General characteristics
- Class & type: Téméraire-class ship of the line
- Displacement: 3,069 tonneaux
- Tons burthen: 1,537 port tonneaux
- Length: 55.87 m (183 ft 4 in)
- Beam: 14.46 m (47 ft 5 in)
- Draught: 7.15 m (23.5 ft)
- Depth of hold: 7.15 m (23 ft 5 in)
- Sail plan: Full-rigged ship
- Crew: 705
- Armament: 74 guns:; Lower gun deck: 28 × 36-pounder long guns; Upper gun deck: 30 × 18-pounder long guns; Forecastle and Quarterdeck: 12 × 8-pounder long guns, 10 × 36-pounder carronades;

= French ship Audacieux (1784) =

Ship of the line of the French Navy

Audacieux was a 74-gun built for the French Navy during the 1780s. Completed in 1785, she played a minor role in the Napoleonic Wars. The ship was condemned in 1802 and was scrapped the following year.

==Description==
The Téméraire-class ships had a length of 55.87 m, a beam of 14.46 m and a depth of hold of 7.15 m. The ships displaced 3,069 tonneaux and had a mean draught of 7.15 m. They had a tonnage of 1,537 port tonneaux. Their crew numbered 705 officers and ratings during wartime. They were fitted with three masts and ship rigged.

The muzzle-loading, smoothbore armament of the Téméraire class consisted of twenty-eight 36-pounder long guns on the lower gun deck and thirty 18-pounder long guns on the upper gun deck. On the quarterdeck and forecastle were a total of a dozen 8-pounder long guns and ten 36-pounder carronades.
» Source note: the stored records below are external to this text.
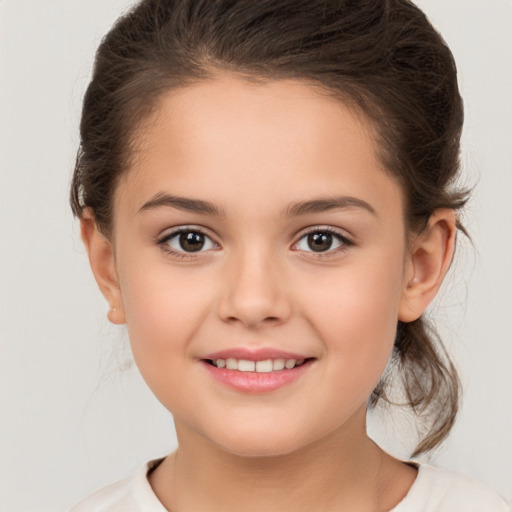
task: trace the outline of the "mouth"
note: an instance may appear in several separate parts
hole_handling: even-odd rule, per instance
[[[255,372],[255,373],[273,373],[283,370],[292,370],[298,366],[302,366],[313,358],[301,359],[262,359],[262,360],[249,360],[249,359],[236,359],[228,357],[226,359],[205,359],[204,361],[215,368],[225,368],[226,370],[238,372]]]
[[[275,350],[230,350],[201,359],[217,382],[237,392],[265,394],[300,381],[314,366],[315,357]]]

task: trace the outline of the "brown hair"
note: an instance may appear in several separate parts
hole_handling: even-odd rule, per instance
[[[436,209],[464,205],[466,192],[454,188],[463,121],[455,63],[408,0],[144,0],[96,54],[71,187],[75,215],[90,207],[110,234],[114,190],[141,120],[163,92],[217,71],[303,80],[363,111],[403,187],[411,232]],[[424,318],[399,322],[388,368],[426,425],[415,454],[436,447],[453,425],[459,380]],[[391,402],[386,380],[370,407]]]

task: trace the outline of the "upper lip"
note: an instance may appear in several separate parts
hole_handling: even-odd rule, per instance
[[[207,354],[201,359],[210,359],[212,361],[216,359],[244,359],[246,361],[264,361],[266,359],[307,359],[311,356],[304,354],[297,354],[294,352],[287,352],[278,350],[275,348],[244,348],[235,347],[228,348],[225,350],[219,350],[218,352],[212,352]]]

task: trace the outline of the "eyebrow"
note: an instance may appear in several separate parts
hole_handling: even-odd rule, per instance
[[[298,201],[290,204],[288,208],[286,208],[285,216],[295,217],[307,215],[308,213],[322,213],[347,208],[361,208],[377,216],[377,212],[369,203],[357,197],[350,196],[325,197],[311,201]]]
[[[187,212],[200,213],[203,215],[213,215],[215,217],[225,217],[222,208],[210,201],[202,199],[192,199],[188,197],[174,196],[164,192],[154,195],[149,201],[144,203],[139,212],[152,210],[167,206],[177,208]],[[297,201],[288,205],[284,210],[285,217],[298,217],[311,213],[322,213],[337,209],[360,208],[368,211],[372,215],[377,215],[375,209],[366,201],[350,196],[336,196],[312,199],[310,201]]]
[[[177,208],[178,210],[184,210],[186,212],[202,213],[204,215],[213,215],[215,217],[225,216],[224,211],[210,201],[173,196],[163,192],[159,192],[149,201],[144,203],[139,209],[139,212],[152,210],[161,206],[170,206],[171,208]]]

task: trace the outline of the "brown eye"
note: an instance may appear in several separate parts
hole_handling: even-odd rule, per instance
[[[216,244],[201,231],[180,229],[163,237],[159,244],[174,253],[194,253],[214,249]]]
[[[296,246],[299,251],[304,252],[335,252],[336,249],[353,245],[352,242],[335,231],[330,229],[317,229],[303,235]]]
[[[308,247],[314,252],[328,251],[332,247],[331,233],[311,233],[308,235]]]
[[[205,236],[195,231],[181,233],[179,237],[180,247],[186,252],[200,251],[204,247],[204,242]]]

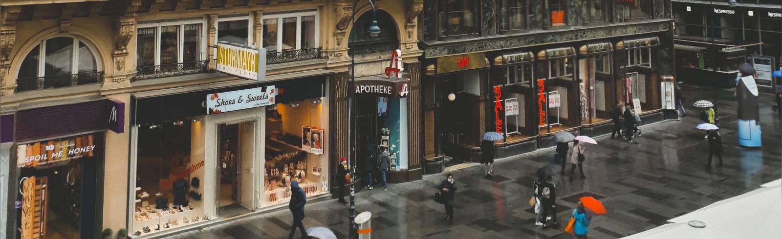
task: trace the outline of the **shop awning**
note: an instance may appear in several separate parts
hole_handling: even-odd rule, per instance
[[[588,55],[588,54],[605,53],[605,52],[611,52],[612,49],[613,49],[613,45],[611,45],[611,42],[587,44],[581,46],[581,48],[579,48],[579,54]]]
[[[762,41],[750,42],[741,40],[707,37],[692,36],[692,35],[674,35],[673,41],[680,44],[700,45],[706,48],[712,47],[712,45],[716,45],[719,46],[719,48],[725,48],[725,47],[745,48],[748,46],[759,45],[763,44]]]
[[[497,55],[492,62],[492,66],[510,65],[522,62],[529,62],[535,60],[535,55],[533,52],[516,52]]]
[[[645,48],[655,46],[660,44],[660,38],[657,37],[624,40],[614,45],[616,50],[626,50],[637,48]]]
[[[698,47],[698,46],[694,46],[694,45],[683,45],[683,44],[674,44],[673,45],[673,49],[674,50],[682,50],[682,51],[690,51],[690,52],[703,52],[704,50],[706,49],[706,48]]]
[[[572,47],[543,50],[538,52],[538,59],[548,59],[576,55],[576,48]]]

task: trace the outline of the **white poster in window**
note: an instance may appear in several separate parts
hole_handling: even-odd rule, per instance
[[[561,98],[559,97],[559,93],[549,93],[548,94],[548,108],[557,108],[561,106],[560,100]]]
[[[515,98],[505,100],[505,116],[518,114],[518,102]]]
[[[325,135],[323,134],[323,130],[321,129],[311,129],[310,130],[310,152],[316,155],[323,154],[323,141]]]

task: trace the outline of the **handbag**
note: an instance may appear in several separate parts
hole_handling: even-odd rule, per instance
[[[568,227],[565,227],[565,232],[569,233],[571,235],[572,235],[574,233],[576,233],[573,230],[573,223],[576,223],[576,219],[574,219],[572,217],[571,217],[570,218],[570,221],[568,222]]]

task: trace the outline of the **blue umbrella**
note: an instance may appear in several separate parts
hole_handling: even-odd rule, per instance
[[[486,134],[483,134],[483,140],[484,141],[496,141],[502,140],[502,138],[503,138],[502,134],[500,134],[500,133],[497,133],[497,132],[486,132]]]

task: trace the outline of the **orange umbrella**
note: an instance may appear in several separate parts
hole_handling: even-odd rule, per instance
[[[594,198],[592,198],[591,196],[581,197],[580,200],[581,203],[584,205],[584,208],[594,212],[594,214],[602,215],[608,212],[605,211],[605,207],[603,206],[603,203],[597,201],[597,199],[594,199]]]

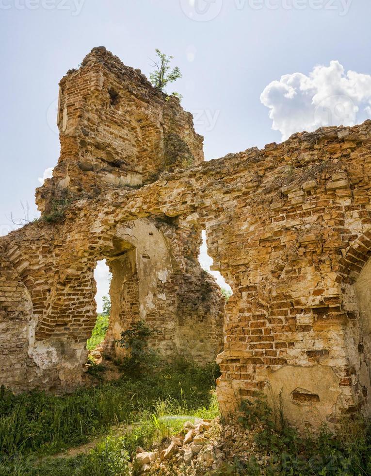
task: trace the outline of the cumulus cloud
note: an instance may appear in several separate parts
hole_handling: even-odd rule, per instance
[[[216,279],[216,282],[221,288],[223,288],[228,291],[231,291],[230,286],[226,282],[224,278],[219,271],[211,271],[210,267],[212,266],[213,261],[212,258],[208,255],[208,248],[206,244],[206,232],[202,232],[202,244],[200,248],[200,254],[198,255],[198,261],[202,268],[210,272]]]
[[[260,96],[272,129],[285,140],[295,132],[323,126],[353,126],[371,117],[371,76],[345,72],[339,61],[313,68],[308,76],[286,74]]]
[[[46,169],[44,171],[44,174],[43,176],[39,177],[37,180],[42,185],[47,178],[51,178],[53,175],[53,170],[54,167],[49,167],[48,169]]]
[[[98,312],[103,311],[104,296],[108,296],[110,292],[110,284],[112,275],[106,260],[98,261],[94,271],[94,278],[97,283],[97,294],[95,299],[97,302],[97,310]]]

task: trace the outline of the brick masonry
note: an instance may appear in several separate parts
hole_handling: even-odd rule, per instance
[[[1,383],[80,381],[103,257],[116,269],[112,342],[142,317],[163,355],[213,358],[224,311],[197,262],[204,228],[234,293],[217,357],[222,410],[265,390],[299,426],[369,412],[371,121],[204,162],[177,100],[104,49],[61,85],[61,156],[37,200],[44,214],[69,201],[61,221],[0,239]]]

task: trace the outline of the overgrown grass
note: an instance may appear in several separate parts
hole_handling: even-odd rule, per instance
[[[97,346],[104,340],[110,322],[110,316],[98,314],[96,325],[92,332],[91,337],[88,339],[86,348],[88,350],[94,350]]]
[[[182,364],[136,378],[123,376],[117,382],[81,389],[65,396],[37,391],[14,395],[2,388],[0,475],[33,474],[22,472],[27,455],[51,454],[85,442],[95,436],[109,433],[113,425],[134,425],[120,443],[129,454],[138,445],[147,446],[155,437],[162,437],[180,425],[176,418],[168,422],[161,420],[165,414],[205,417],[216,414],[217,406],[210,390],[215,387],[217,372],[215,365],[202,369],[191,363]],[[115,444],[116,440],[110,444]],[[121,474],[108,470],[101,473],[92,469],[90,473],[78,472],[84,465],[93,464],[92,458],[97,461],[100,459],[104,460],[102,464],[106,464],[109,451],[107,450],[106,457],[102,456],[101,448],[96,451],[98,453],[78,462],[78,472],[70,471],[69,474]],[[26,459],[29,466],[30,460]],[[76,464],[74,460],[71,462]]]

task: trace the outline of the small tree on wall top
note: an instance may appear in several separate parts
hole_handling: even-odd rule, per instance
[[[174,83],[177,79],[181,78],[182,74],[177,66],[176,66],[172,71],[168,72],[171,69],[170,64],[173,59],[173,56],[168,56],[161,52],[158,48],[156,49],[156,54],[157,55],[157,59],[156,61],[152,60],[152,65],[155,70],[149,75],[149,78],[155,87],[160,91],[166,92],[164,88],[166,87],[166,85],[170,83]],[[172,94],[173,96],[177,96],[179,100],[181,99],[181,95],[178,93],[173,92]]]
[[[108,296],[103,296],[102,316],[110,316],[111,314],[111,301]]]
== Construction and career ==
Audacieux was ordered in 1782 and named on 13 April. The ship was laid down at the Arsenal de Lorient on 8 July, but was not launched until 28 October 1784 and completed the following year. Between 1791 and 1793, she was decommissioned at Lorient. She was reactivated in 1793, and the next year, Audacieux rescued the Révolutionnaire, which had been dismasted after the Glorious First of June, by towing it to the Île-d'Aix by 8 June 1794. The ship was condemned on 9 November 1802, ordered to be broken up on 29 November, and scrapped on February-March 1803.